Dr. Just: Our hormonal response to stress is managed by our hypothalamus, pituitary, and adrenal glands. This system uses sensitive feedback loops to ensure we can respond to stress when we need to and can rest and heal when we need to. When we experience chronic stress, our cortisol levels no longer respond to the same feedback loops. It is thought that this dysregulation of cortisol levels worsens neurodegenerative diseases like Alzheimer’s Disease.

Dr. Batur: It is important to remember that during this phase of life there are other hormonal systems that may be impacted by stress, including an increased risk of thyroid disease. Additionally, we frequently uncover individuals who assumed that their symptoms are due to stress or hormonal fluctuations, when in fact they have very low B12 levels. So, it is important to take a step back and look at the entire person as a whole, including any other potential contributors to their symptoms.

WAM: How might emerging research on hormones, menopause, and brain health change how we approach women’s cognitive health in the future?
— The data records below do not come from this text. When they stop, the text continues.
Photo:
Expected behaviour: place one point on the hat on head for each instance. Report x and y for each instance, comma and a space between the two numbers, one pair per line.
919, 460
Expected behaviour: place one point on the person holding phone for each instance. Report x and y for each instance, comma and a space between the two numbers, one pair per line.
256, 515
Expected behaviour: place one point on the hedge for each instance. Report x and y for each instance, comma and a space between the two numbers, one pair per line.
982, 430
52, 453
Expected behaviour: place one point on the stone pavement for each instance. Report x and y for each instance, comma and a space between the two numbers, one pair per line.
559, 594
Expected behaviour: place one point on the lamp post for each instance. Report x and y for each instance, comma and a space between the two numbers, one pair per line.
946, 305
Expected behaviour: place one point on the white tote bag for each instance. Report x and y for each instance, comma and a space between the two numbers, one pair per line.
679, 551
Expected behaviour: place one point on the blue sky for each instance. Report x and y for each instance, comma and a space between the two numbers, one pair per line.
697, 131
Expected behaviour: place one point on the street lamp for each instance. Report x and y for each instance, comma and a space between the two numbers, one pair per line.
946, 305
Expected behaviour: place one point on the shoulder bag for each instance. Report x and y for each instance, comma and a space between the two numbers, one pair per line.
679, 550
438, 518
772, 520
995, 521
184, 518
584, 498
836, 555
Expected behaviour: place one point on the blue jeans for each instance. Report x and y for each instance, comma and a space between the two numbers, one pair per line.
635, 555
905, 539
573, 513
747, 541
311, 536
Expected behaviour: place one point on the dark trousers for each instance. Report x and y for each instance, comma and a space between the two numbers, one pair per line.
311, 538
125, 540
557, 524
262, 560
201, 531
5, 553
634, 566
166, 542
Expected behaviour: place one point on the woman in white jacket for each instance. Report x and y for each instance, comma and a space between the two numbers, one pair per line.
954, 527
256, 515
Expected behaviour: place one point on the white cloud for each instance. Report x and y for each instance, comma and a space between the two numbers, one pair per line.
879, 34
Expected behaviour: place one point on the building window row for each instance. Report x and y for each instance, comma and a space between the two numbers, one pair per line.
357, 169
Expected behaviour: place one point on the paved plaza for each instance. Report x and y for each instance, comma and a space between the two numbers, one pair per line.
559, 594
Dr. Just: In the future we may be able to predict which patients are most likely to benefit from hormone therapy through genetic testing even before they begin showing symptoms. There is also ongoing research to understand vasomotor symptoms, such as hot flashes, and whether experiencing these has any relationship to cognitive health.

Dr. Batur: Many menopause specialists believe in the concept of the “timing hypothesis”, also called the “window of opportunity”. This suggests that hormone therapy has different impacts on heart and brain depending on how healthy the arteries are when treatment is initiated. An emerging focus on understanding cardiovascular risks in women, including additional testing such as coronary artery calcification to detect early atherosclerosis, will be critical to better assess an individual woman’s risks of not only cardiovascular and brain diseases, but also the net benefits versus risks of hormonal treatment options.